La sua solida preparazione accademica e la passione per il mare la hanno portata negli anni a impegnarsi per la tutela degli ecosistemi marini su tanti fronti. Montefalcone era responsabile operativa in Liguria del progetto nazionale GhostNets, dedicato alla rimozione delle reti da pesca abbandonate, e seguiva attività di monitoraggio sugli effetti dei cambiamenti climatici sugli habitat costieri e sul coralligeno. Aveva lavorato anche con Greenpeace, per il progetto Mare Caldo sugli effetti della crisi climatica nel Mediterraneo e per il progetto AMPower sull’allargamento delle aree marine protette. Era inoltre impegnata nella mappatura degli habitat marini italiani e nella conservazione della Pinna nobilis. Collaborava con organismi internazionali come il programma per l’Ambiente delle Nazioni Unite (Unep) e l’Unione internazionale per la conservazione della natura (Iucn). Decine le pubblicazioni scientifiche all’attivo.

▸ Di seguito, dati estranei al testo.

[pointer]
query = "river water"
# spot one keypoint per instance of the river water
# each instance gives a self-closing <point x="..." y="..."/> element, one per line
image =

Quando la Water Defenders Alliance di LifeGate ha costruito il proprio team scientifico, Monica Montefalcone ha aderito con entusiasmo, mettendo a disposizione le sue competenze. Ha partecipato a tutte le fasi della campagna “Foresta Blu” di Coop: prima con la riforestazione di ben 200 metri quadri di Posidonia oceanica al largo dell’isola di Bergeggi, in Liguria, e poi con la piantumazione di altre 2mila piante all’isola d’Elba, nel comune di Cavo, dove è stato allestito anche un campo boe. Entrambi i programmi hanno preso il via nel 2024 e da allora sono stati monitorati a intervalli regolari. Anche grazie all’innovativo protocollo di piantumazione, ideato dall’International school for scientific diving, i risultati sono ottimi. Sia in termini di sopravvivenza delle talee, sia per i segnali positivi osservati nell’ecosistema circostante.
“Negli ultimi tre anni ho avuto la fortuna di lavorare accanto a Monica. La sua scomparsa lascia un vuoto enorme, umano e professionale. Monica era una persona di grande valore, una scienziata e una divulgatrice straordinaria e appassionata”, racconta Lajal Andreoletti, responsabile dei progetti a impatto socio ambientali di LifeGate. “Aveva il dono raro di rendere la scienza vicina alle persone, di trasformare la complessità del mare in meraviglia condivisa. Ascoltarla parlare di Posidonia, di coralli e del mondo marino significava lasciarsi contagiare dalla sua passione autentica, dalla sua competenza e dalla sua capacità di trasmettere incanto. Porterò con me il privilegio di aver condiviso un tratto di strada con lei”.